The bot might index your content after several days or even weeks. Google calls those steps the initial and second waves of indexing.

Source

Server-Side Rendering (SSR)

Roughly speaking, you need a server this time, but all contents are directly indexable with SSR.

Javascript SSR happens when it’s the server that builds the code (e.g., React) and sends the HTML/CSS/Js result to the browser.

A lot of frameworks, such as Nextjs, follow that process. The caveat is that every single request makes the server work all over again.

Besides, it often has a high infrastructure cost.

Dynamic rendering

It’s a workaround for Googlebot and other crawlers.

The server reads the CSR contents and sends a simplified version to search engines and crawlers while humans still get the CSR part. There are some caveats too.

It requires a lot of resources, and you have to detect crawlers precisely. There are some tools for that, but it’s not easy to set up and maintain correctly.

Hybrid rendering

In a nutshell, you ship the most critical part of your content as static HTML, and the Javascript will add everything else. This time there is neither crawler detection nor separate versions.
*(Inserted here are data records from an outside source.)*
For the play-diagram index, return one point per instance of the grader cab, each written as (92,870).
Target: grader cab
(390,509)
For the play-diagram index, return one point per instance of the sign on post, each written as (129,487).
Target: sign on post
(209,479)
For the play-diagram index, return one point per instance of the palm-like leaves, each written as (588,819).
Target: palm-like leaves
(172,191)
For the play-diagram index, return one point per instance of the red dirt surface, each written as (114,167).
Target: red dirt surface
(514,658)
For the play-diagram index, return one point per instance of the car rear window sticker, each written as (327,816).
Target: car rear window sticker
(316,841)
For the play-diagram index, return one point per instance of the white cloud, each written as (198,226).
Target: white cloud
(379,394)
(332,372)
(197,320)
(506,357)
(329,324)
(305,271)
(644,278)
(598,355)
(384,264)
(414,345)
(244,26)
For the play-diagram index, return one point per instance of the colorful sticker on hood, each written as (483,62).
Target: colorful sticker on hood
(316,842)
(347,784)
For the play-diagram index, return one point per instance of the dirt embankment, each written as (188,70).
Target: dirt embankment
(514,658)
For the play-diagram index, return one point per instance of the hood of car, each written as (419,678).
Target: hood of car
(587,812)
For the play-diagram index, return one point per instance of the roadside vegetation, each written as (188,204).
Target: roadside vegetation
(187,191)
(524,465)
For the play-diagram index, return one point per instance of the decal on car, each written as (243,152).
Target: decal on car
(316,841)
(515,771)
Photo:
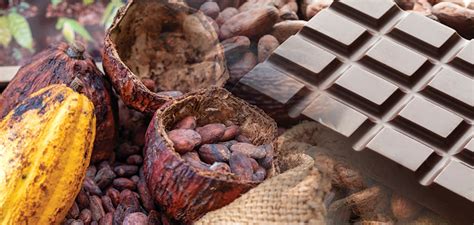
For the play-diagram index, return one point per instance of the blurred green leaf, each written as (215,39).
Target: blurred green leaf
(20,30)
(5,34)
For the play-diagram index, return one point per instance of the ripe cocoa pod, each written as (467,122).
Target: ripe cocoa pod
(191,52)
(188,197)
(46,143)
(63,64)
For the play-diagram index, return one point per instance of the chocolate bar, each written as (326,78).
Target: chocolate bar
(395,88)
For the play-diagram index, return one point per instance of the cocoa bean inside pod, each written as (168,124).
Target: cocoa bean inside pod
(168,43)
(182,190)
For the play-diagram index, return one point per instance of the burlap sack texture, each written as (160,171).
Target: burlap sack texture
(293,197)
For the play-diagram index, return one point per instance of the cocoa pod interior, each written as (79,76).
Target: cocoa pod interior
(187,193)
(170,44)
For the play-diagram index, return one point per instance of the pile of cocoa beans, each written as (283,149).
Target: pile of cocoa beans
(221,148)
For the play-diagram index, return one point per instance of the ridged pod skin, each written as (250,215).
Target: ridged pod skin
(62,64)
(46,144)
(187,193)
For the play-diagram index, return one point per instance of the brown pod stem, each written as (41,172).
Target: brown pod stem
(185,192)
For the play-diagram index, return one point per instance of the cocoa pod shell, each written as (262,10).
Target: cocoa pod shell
(183,191)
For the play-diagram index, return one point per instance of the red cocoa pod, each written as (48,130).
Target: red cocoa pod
(96,207)
(220,167)
(249,150)
(211,153)
(241,166)
(226,14)
(184,140)
(230,133)
(125,66)
(252,23)
(62,64)
(210,9)
(107,219)
(114,195)
(91,187)
(145,196)
(126,170)
(137,218)
(124,183)
(104,177)
(107,204)
(188,122)
(86,216)
(135,160)
(211,133)
(184,192)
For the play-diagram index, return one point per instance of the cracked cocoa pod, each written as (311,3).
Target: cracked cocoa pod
(63,64)
(187,192)
(169,43)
As a result, it acts like SSR, and you can still leverage the benefits of CSR.

via GIPHY

How to modify the head section with Svelte

If you look at the basic source code provided by the Svelte template, you might be afraid:

<body></body>

There are frameworks built upon Svelte that bring kick-ass features, including SEO (e.g., Sapper). I won’t talk about them specifically, but please have a look at them. You could save a lot of time.

If you prefer handling that, you can start with the head section using Svelte head. This element allows for adding stuff in the head section, so in your .svelte file, you can do the following:

<svelte:head>
	<!-- your meta here -->
</svelte:head>

Once you have a robust <head>, it’s relatively easy to add routing, for example, with the Svelte routing package or with any framework powered by Svelte.
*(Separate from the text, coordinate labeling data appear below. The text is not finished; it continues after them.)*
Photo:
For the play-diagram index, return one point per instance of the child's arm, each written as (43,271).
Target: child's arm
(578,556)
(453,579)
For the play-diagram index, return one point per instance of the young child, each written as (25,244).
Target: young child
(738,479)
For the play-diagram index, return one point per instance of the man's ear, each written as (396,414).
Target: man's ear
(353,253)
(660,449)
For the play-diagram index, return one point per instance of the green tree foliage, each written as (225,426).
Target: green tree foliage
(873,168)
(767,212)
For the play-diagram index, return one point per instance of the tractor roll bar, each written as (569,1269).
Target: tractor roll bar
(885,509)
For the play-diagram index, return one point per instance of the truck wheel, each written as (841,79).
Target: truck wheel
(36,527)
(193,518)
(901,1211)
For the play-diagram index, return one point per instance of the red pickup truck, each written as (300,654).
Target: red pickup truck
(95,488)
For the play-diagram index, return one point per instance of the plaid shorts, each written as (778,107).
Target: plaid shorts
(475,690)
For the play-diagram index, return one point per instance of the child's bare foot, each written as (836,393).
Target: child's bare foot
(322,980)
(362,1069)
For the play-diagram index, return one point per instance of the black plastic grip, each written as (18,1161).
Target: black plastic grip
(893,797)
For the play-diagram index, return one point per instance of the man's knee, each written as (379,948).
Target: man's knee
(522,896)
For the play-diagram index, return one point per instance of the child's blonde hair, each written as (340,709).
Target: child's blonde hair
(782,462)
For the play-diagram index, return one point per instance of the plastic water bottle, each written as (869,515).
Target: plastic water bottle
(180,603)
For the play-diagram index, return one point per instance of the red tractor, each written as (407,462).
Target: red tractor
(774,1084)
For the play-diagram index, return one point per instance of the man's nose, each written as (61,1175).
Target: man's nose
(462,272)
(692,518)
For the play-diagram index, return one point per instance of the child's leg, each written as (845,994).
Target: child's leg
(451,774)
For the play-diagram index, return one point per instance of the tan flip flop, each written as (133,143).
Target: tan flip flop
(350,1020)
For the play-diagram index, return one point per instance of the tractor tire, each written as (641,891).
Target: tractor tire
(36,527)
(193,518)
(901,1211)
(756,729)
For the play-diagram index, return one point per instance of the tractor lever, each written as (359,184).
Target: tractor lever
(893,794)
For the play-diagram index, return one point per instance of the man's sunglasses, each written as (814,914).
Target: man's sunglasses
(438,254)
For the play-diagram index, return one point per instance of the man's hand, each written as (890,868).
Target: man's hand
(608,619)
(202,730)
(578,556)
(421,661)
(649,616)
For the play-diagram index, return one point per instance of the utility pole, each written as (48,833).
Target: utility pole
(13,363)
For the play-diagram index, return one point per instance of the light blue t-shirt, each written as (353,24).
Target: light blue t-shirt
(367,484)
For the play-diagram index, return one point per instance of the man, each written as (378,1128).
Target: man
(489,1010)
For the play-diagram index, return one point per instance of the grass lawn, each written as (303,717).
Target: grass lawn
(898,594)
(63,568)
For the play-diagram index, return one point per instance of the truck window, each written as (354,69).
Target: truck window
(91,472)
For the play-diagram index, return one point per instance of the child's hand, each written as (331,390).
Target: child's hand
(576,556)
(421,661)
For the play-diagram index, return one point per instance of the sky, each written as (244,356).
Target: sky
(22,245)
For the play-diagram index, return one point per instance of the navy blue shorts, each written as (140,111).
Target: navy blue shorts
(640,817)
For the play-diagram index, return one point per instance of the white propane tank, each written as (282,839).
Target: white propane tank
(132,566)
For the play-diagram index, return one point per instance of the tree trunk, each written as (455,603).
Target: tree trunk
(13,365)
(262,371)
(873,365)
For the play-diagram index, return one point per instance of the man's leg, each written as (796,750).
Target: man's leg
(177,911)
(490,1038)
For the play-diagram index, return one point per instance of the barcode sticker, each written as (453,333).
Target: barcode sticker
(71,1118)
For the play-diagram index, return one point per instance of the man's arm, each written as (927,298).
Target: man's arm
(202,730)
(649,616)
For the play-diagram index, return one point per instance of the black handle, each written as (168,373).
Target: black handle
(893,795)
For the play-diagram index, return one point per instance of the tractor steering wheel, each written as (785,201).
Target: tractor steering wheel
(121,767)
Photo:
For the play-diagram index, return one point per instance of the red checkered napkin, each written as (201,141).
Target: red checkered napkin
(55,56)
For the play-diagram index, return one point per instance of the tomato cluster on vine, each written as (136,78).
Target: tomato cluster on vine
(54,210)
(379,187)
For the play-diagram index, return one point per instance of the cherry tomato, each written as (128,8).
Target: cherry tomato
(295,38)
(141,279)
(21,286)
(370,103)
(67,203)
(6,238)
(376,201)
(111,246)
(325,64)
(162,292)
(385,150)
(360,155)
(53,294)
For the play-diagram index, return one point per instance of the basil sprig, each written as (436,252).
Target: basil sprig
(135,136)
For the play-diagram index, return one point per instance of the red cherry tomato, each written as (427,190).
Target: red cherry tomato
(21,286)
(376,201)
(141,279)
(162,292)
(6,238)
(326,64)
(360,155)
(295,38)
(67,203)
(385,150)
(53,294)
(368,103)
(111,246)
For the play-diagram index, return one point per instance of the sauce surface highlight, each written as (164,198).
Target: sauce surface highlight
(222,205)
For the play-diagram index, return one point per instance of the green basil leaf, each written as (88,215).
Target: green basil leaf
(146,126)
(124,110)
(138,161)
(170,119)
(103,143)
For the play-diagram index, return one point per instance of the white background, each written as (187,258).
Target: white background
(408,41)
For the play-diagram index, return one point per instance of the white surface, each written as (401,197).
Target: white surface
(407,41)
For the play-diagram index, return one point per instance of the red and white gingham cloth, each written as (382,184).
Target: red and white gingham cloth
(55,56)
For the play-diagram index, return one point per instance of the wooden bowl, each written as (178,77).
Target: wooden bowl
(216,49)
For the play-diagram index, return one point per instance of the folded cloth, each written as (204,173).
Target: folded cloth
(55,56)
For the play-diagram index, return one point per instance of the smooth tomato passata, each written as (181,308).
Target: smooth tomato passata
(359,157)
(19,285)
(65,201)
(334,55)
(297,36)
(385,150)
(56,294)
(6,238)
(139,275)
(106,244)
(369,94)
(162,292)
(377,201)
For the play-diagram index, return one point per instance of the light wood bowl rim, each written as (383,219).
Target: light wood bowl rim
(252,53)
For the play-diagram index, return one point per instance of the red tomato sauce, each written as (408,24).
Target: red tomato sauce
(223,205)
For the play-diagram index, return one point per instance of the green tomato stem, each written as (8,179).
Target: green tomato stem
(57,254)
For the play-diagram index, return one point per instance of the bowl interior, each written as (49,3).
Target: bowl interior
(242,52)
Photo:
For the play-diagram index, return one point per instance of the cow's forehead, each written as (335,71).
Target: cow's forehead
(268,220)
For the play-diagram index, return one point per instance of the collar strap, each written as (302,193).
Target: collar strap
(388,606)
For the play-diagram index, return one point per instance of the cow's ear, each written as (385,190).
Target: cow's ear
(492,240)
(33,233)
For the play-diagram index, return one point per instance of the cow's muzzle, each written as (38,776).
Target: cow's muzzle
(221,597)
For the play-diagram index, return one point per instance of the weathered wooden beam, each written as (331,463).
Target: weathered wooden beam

I strongly recommend using prerendering techniques, especially if you have a lot of content and pages.

Prerendering

Here is what Netlify says about prerendering :

Google has marked their Standard for Ajax Crawling as deprecated. They’re still following the standard, but recommend that single page app authors just rely on Google’s built-in capacity for interpreting JavaScript applications. In our experience that’s often still not enough and prerendering is often still a necessity.

Source

If you don’t know how to start prerendering, some hosts are quite useful for that. For example, Netlify has a beta feature called “prerendering” in the post-processing options. Please enable it and enjoy \o/.

There are efficient external services for too, such as prerender.io.
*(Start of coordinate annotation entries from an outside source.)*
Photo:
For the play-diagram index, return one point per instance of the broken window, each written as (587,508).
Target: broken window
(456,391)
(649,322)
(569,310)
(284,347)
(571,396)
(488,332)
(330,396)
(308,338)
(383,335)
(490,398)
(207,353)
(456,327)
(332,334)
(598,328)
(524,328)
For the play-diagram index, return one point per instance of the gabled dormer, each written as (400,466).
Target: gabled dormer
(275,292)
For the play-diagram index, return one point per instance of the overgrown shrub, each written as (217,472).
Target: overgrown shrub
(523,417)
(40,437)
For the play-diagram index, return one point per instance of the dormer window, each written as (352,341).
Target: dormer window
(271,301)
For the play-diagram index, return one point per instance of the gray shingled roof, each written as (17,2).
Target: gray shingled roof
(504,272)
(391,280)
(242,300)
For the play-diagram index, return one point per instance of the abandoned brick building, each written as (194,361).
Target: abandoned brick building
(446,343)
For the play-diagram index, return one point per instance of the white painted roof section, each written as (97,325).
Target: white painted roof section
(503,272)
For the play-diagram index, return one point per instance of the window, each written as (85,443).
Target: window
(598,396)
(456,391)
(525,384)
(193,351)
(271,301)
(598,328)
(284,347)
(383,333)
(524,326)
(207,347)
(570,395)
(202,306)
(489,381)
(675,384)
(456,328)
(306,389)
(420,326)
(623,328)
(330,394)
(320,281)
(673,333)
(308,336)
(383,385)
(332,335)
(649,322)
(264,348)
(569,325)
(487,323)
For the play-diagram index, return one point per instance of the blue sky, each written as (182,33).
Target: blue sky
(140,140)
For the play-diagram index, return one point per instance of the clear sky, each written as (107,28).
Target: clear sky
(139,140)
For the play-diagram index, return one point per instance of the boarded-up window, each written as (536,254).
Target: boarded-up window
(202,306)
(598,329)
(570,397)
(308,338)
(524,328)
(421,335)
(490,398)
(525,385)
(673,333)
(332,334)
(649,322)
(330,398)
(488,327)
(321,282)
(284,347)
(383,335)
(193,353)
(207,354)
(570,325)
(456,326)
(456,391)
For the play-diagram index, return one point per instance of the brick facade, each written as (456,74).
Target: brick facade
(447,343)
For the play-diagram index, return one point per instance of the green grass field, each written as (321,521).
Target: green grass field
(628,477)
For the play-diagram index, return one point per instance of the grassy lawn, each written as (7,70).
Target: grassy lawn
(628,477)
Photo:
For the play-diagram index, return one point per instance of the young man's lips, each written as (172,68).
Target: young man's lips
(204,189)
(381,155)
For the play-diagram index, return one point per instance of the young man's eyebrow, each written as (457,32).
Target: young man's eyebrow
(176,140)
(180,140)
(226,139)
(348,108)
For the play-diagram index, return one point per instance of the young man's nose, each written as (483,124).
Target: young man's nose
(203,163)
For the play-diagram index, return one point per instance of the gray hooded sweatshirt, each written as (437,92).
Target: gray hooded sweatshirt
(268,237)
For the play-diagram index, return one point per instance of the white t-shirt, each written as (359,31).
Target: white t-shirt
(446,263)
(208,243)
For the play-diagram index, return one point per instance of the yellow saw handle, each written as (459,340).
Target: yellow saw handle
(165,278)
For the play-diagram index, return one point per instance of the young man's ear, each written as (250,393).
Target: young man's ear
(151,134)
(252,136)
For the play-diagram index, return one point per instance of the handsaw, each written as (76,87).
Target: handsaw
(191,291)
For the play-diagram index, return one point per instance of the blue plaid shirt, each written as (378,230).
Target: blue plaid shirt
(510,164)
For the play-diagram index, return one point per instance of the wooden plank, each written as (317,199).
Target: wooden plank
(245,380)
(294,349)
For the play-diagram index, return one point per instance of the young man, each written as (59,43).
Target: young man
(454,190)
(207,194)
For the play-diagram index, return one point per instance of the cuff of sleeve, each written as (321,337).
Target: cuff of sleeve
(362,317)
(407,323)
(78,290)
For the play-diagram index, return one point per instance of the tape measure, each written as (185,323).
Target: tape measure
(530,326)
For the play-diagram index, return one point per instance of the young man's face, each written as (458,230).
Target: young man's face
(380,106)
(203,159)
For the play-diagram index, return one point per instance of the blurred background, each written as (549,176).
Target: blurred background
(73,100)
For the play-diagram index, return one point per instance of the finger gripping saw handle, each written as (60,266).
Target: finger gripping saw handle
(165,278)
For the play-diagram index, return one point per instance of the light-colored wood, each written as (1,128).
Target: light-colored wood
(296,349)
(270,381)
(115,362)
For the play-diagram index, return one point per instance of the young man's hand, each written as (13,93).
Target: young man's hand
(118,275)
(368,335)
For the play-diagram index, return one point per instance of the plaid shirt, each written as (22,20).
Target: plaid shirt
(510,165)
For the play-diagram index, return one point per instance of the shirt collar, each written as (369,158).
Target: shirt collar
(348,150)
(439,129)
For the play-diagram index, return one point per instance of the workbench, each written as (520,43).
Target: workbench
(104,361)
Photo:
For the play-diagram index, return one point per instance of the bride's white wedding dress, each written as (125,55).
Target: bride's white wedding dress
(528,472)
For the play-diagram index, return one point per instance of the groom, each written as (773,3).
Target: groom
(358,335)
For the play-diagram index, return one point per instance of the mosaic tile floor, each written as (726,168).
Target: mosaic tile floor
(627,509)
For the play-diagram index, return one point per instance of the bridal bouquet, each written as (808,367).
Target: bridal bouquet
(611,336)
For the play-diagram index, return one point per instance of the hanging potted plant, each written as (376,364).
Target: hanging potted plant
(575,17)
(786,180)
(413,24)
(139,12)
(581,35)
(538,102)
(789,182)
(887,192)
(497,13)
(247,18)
To test if everything works fine, you can do simple things like:

curl -A Googlebot https://myawesome-svelte-website.com

It will give you what Googlebot gets, but be aware Google has cached versions of your pages. It’s also a good idea to watch it with the Google Search Console.

Wrap up

Prerendering and hybrid approaches are probably the easiest AND most recommended ways to handle SEO with JavaScript-powered websites.

Svelte is impressive—High-trafic websites such as Spotify or the New York Times use Svelte in production. However, be extra careful with the SEO part when migrating from any other tool or starting a new fantastic project.